The handling of these rights is closely connected to the allocation of responsibility and to the technical and organisational measures that underpin trust in scientific research.
Responsibilities and safeguards: a bridge towards trust
In addition to principles and legal bases, data protection requires a clear allocation of responsibilities. Where several entities jointly determine the purposes and means of a study —as is often the case in research consortium— they act as joint controllers and should document and communicate their respective responsibilities so that participants know whom to contact.
Appropriate safeguards are the other pillar that makes it possible to rely on the flexibilities of Article 89(1). The EDPB insists on data minimisation: anonymised or pseudonymised data should be used wherever possible, and directly identifying data should be processed only where strictly necessary. Projects should also be subject to independent ethical oversight. Secure processing environments make it possible to analyse information without copying or downloading it, thereby reducing the risk of disclosure. Technologies such as pseudonymisation, encryption and differential privacy can further mitigate risk.
As we noted in our earlier Post | Pseudonymised data in clinical trials, pseudonymisation reduces the risk of re-identification but does not remove the personal nature of the data where a re-identification key exists. The draft guidelines reinforce that point. Controllers should therefore combine pseudonymisation with contractual protections, robust governance and publication criteria that prevent the identity of participants from being revealed.
Practical implications for the life sciences sector
For the life sciences sector, the guidelines translate into concrete practices. Sponsors of clinical trials should rely on robust methodologies and ensure that protocols are reviewed by ethics committees. Where broad consent is used, the scope of the research must be clearly delimited and participants should be kept informed so that dynamic consent can be sought as projects evolve. Biobanks must define who can access samples and ensure that processing takes place in secure environments. In multinational projects, it is essential to identify joint controllers and agree transfer conditions that comply with data protection rules.
A horizon of participation
The public consultation on Guidelines 1/2026 remains open until 25 June 2026. This creates an opportunity for pharmaceutical companies, university hospitals, patient organisations and other stakeholders to submit comments. Those observations may influence the final version of the guidelines and the future interpretation of the GDPR in the research context.

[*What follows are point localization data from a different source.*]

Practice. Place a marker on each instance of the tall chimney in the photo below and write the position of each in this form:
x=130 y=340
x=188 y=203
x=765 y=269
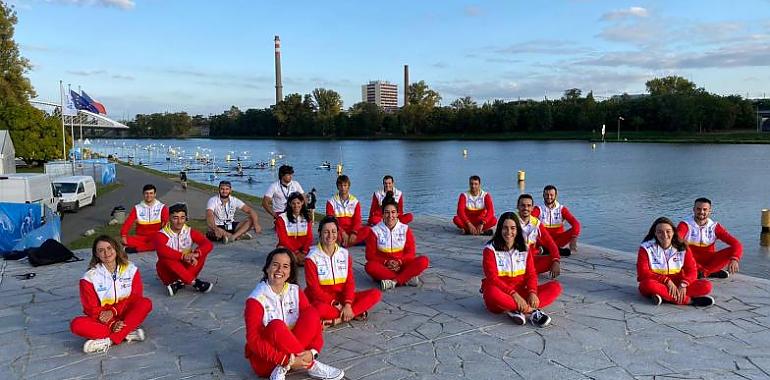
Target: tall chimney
x=278 y=85
x=406 y=85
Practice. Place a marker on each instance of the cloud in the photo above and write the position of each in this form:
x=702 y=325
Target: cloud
x=633 y=12
x=120 y=4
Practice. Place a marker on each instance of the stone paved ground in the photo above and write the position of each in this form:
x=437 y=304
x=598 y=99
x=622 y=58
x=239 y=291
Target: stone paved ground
x=602 y=328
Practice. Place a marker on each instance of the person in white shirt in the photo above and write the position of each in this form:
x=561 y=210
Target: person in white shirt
x=220 y=216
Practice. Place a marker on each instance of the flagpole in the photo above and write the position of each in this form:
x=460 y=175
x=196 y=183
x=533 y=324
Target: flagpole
x=63 y=131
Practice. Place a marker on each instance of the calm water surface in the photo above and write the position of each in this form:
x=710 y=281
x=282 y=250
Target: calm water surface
x=616 y=190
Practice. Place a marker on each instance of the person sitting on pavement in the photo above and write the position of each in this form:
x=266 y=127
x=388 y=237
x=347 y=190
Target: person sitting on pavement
x=182 y=252
x=112 y=299
x=553 y=214
x=536 y=235
x=701 y=234
x=510 y=279
x=220 y=216
x=347 y=210
x=150 y=216
x=331 y=285
x=283 y=330
x=375 y=210
x=390 y=250
x=274 y=201
x=294 y=228
x=475 y=210
x=666 y=269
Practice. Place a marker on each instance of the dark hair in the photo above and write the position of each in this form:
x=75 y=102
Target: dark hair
x=388 y=200
x=676 y=241
x=343 y=179
x=304 y=212
x=497 y=241
x=285 y=169
x=326 y=220
x=292 y=260
x=702 y=200
x=120 y=255
x=525 y=196
x=179 y=207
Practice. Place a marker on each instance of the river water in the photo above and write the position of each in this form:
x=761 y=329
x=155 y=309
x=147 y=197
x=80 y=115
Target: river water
x=616 y=190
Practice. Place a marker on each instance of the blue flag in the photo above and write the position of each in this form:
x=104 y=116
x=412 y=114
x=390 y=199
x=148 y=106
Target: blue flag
x=82 y=104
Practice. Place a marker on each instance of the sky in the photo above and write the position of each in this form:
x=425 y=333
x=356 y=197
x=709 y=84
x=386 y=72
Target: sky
x=201 y=57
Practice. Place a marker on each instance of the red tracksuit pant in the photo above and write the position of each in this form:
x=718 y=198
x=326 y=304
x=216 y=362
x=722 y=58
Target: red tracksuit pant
x=132 y=314
x=172 y=270
x=305 y=335
x=489 y=223
x=497 y=301
x=362 y=301
x=142 y=243
x=710 y=262
x=409 y=269
x=699 y=288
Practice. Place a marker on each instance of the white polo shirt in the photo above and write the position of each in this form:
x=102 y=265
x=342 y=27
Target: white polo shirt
x=224 y=213
x=280 y=192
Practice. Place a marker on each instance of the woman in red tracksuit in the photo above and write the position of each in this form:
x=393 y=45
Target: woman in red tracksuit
x=510 y=279
x=111 y=294
x=295 y=228
x=390 y=250
x=331 y=285
x=666 y=269
x=283 y=331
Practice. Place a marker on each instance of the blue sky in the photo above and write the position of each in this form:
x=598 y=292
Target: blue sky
x=143 y=56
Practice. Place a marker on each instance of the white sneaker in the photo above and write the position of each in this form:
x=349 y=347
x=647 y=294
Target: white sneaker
x=414 y=281
x=325 y=372
x=97 y=345
x=136 y=335
x=387 y=285
x=279 y=373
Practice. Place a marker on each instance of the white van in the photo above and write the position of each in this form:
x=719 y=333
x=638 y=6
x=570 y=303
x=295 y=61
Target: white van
x=28 y=188
x=75 y=192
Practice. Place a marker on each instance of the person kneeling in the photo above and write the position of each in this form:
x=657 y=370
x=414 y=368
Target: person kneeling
x=283 y=330
x=331 y=285
x=111 y=294
x=510 y=279
x=666 y=269
x=390 y=250
x=178 y=262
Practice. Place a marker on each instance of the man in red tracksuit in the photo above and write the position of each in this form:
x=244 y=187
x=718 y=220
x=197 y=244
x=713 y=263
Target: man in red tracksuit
x=553 y=214
x=475 y=210
x=178 y=262
x=150 y=216
x=701 y=233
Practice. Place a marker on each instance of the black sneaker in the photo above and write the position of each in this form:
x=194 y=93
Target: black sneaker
x=203 y=286
x=702 y=301
x=720 y=274
x=540 y=319
x=174 y=287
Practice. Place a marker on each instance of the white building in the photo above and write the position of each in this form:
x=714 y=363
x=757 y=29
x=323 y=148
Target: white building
x=381 y=93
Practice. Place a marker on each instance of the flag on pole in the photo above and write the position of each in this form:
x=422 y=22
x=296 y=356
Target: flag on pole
x=94 y=103
x=68 y=105
x=81 y=103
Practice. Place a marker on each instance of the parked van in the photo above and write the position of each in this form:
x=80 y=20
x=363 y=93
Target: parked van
x=75 y=192
x=28 y=188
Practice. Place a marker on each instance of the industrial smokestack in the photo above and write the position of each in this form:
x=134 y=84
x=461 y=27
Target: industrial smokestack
x=406 y=85
x=278 y=85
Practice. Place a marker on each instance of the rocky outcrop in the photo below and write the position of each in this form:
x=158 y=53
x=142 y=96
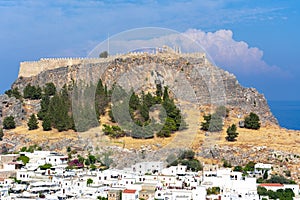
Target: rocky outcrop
x=10 y=106
x=189 y=77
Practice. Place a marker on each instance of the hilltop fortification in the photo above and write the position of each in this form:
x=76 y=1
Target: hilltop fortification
x=210 y=85
x=33 y=68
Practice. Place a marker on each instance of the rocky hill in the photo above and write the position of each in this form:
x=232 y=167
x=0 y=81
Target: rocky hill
x=191 y=77
x=198 y=87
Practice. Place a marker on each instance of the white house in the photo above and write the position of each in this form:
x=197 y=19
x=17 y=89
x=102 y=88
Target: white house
x=174 y=170
x=276 y=186
x=147 y=167
x=130 y=195
x=261 y=168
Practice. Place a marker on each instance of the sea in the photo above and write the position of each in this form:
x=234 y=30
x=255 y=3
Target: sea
x=287 y=113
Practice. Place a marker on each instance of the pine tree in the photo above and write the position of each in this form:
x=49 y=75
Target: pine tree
x=231 y=133
x=9 y=122
x=44 y=107
x=252 y=121
x=50 y=89
x=46 y=123
x=32 y=123
x=1 y=134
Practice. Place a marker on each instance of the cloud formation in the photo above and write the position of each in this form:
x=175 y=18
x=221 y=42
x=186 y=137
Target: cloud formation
x=235 y=56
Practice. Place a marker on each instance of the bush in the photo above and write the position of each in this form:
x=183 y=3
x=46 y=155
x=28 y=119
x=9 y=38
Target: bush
x=50 y=89
x=1 y=134
x=32 y=123
x=32 y=92
x=24 y=159
x=45 y=166
x=9 y=122
x=14 y=93
x=46 y=124
x=231 y=133
x=252 y=121
x=103 y=54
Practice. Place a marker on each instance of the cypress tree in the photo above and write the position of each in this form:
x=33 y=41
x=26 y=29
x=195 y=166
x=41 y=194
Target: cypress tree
x=32 y=123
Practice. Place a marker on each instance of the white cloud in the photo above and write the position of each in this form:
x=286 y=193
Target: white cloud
x=233 y=55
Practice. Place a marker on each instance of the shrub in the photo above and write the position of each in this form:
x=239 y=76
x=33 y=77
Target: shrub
x=9 y=122
x=24 y=159
x=32 y=92
x=231 y=133
x=252 y=121
x=14 y=93
x=50 y=89
x=1 y=134
x=32 y=122
x=45 y=166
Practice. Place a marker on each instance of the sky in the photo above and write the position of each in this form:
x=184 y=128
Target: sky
x=256 y=40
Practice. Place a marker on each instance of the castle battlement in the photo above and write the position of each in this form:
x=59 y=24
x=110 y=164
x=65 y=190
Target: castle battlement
x=33 y=68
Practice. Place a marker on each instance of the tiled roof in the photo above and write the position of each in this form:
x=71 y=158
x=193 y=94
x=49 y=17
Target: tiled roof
x=129 y=191
x=271 y=185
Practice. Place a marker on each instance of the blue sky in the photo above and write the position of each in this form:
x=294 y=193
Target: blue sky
x=269 y=30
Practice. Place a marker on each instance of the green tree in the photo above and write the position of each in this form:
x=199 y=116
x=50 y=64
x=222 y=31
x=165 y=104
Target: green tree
x=45 y=166
x=226 y=164
x=231 y=133
x=32 y=123
x=158 y=91
x=265 y=175
x=249 y=166
x=1 y=134
x=212 y=123
x=32 y=92
x=14 y=93
x=89 y=181
x=59 y=111
x=103 y=54
x=50 y=89
x=9 y=122
x=238 y=169
x=24 y=159
x=101 y=98
x=222 y=111
x=44 y=107
x=46 y=124
x=252 y=121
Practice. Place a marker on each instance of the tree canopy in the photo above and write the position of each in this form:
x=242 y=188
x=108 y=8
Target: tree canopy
x=252 y=121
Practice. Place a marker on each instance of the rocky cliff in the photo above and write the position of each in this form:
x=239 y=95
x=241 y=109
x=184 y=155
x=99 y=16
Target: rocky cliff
x=191 y=77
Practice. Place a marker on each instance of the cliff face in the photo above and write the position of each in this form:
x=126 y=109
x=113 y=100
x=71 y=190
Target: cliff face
x=190 y=78
x=10 y=106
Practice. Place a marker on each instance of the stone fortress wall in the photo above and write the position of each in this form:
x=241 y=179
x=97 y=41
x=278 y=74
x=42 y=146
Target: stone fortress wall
x=33 y=68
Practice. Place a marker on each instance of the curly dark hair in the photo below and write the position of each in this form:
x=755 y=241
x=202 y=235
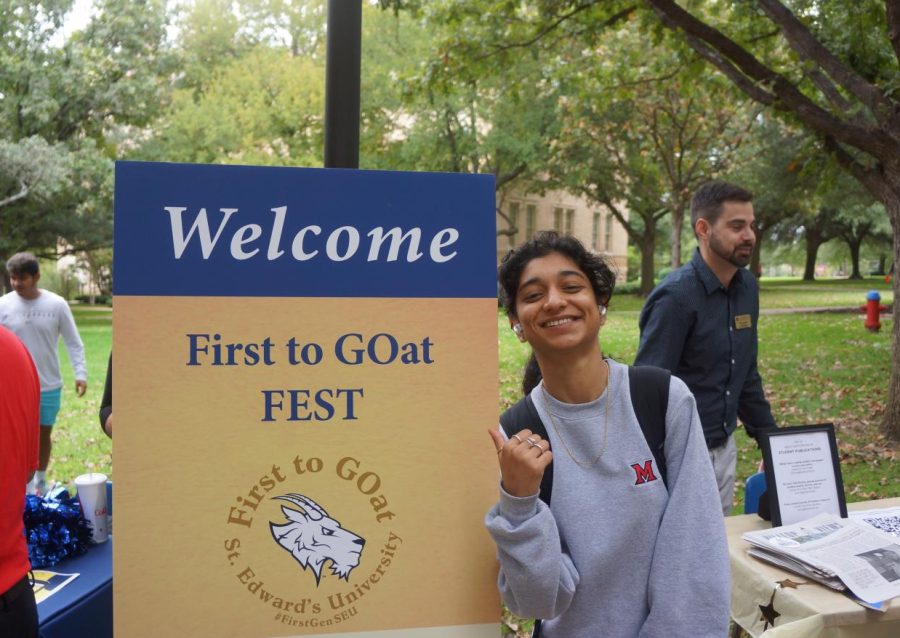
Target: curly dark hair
x=595 y=268
x=709 y=199
x=23 y=264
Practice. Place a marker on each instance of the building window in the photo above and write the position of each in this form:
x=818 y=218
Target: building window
x=608 y=233
x=513 y=222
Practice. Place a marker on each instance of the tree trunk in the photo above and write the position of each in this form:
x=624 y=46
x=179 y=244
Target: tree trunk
x=677 y=226
x=854 y=245
x=812 y=250
x=756 y=256
x=647 y=269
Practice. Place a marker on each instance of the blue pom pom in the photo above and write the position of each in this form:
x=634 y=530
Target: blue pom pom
x=54 y=528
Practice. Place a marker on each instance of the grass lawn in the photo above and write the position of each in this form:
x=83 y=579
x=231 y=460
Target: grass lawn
x=792 y=292
x=816 y=367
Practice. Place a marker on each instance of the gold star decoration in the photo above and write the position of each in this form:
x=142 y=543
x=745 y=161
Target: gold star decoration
x=787 y=582
x=768 y=611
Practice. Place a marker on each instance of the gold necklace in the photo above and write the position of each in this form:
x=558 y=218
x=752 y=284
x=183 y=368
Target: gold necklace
x=605 y=421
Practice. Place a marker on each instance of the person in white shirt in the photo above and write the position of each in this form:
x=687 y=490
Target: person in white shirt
x=39 y=317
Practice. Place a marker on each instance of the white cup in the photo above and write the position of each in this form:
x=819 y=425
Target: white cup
x=92 y=496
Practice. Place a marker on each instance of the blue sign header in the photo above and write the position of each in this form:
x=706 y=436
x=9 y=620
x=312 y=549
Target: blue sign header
x=250 y=231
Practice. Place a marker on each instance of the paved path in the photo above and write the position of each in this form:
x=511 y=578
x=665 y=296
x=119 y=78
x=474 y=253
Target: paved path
x=832 y=309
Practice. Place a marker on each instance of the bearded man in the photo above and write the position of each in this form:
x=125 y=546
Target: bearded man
x=700 y=323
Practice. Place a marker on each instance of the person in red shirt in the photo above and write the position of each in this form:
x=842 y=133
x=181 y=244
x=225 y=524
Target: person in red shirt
x=20 y=401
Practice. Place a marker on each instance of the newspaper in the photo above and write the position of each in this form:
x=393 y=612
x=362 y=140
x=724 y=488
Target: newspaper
x=864 y=559
x=886 y=519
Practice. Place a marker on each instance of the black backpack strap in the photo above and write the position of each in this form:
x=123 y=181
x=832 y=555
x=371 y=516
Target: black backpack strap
x=524 y=415
x=650 y=398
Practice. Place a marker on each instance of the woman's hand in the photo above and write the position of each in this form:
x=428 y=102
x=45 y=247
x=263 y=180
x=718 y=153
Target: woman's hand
x=523 y=459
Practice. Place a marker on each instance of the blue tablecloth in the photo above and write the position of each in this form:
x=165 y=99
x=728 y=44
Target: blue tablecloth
x=83 y=608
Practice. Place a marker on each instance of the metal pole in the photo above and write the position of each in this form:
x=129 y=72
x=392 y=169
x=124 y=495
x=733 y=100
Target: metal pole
x=342 y=63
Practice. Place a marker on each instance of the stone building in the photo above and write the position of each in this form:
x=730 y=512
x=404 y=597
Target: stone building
x=568 y=214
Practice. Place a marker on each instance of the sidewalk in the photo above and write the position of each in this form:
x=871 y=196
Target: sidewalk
x=836 y=310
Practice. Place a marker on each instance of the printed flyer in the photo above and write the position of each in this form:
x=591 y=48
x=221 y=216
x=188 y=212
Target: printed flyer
x=305 y=370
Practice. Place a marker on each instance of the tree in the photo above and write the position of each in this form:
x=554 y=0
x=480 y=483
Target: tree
x=262 y=108
x=837 y=81
x=63 y=101
x=470 y=121
x=830 y=70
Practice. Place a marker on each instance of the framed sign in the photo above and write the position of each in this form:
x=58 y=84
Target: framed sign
x=305 y=367
x=803 y=473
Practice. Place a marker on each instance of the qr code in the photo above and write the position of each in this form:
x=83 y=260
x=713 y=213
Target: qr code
x=889 y=524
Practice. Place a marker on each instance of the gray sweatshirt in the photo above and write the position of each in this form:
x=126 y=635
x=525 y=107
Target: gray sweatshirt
x=619 y=553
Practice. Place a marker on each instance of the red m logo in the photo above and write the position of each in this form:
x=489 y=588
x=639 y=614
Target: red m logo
x=644 y=474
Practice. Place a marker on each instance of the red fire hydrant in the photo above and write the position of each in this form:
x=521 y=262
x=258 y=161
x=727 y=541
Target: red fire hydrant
x=873 y=310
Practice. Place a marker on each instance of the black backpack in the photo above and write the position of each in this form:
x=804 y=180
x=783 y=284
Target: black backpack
x=649 y=397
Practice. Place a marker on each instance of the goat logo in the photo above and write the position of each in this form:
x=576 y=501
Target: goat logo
x=313 y=537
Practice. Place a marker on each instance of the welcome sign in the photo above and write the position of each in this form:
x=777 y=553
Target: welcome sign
x=306 y=366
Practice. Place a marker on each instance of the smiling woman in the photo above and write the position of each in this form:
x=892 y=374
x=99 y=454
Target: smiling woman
x=615 y=509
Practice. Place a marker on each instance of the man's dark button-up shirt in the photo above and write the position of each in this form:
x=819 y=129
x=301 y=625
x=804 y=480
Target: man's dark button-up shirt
x=706 y=335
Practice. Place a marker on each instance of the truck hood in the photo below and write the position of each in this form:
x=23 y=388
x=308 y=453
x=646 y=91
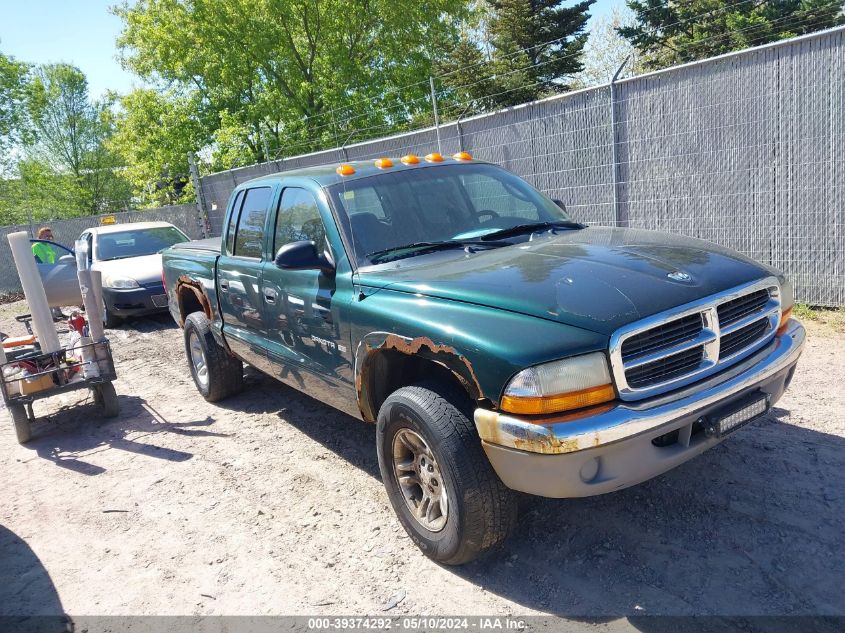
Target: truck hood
x=597 y=278
x=145 y=269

Pending that final version, life sciences organisations can already begin to review their projects in light of the draft. It is useful to verify whether activities meet the six characteristics that identify scientific research, to choose the appropriate legal basis and, where relevant, the Article 9 condition, to update privacy notices so that participants understand the purpose and duration of the processing, to establish communication channels and procedures for handling erasure and objection requests, to allocate responsibilities among partners, and to implement safeguards such as pseudonymisation and secure processing environments. In short, a proactive approach to data protection not only facilitates compliance but also helps to build trust, a necessary condition for scientific research to thrive and continue delivering benefits to public health.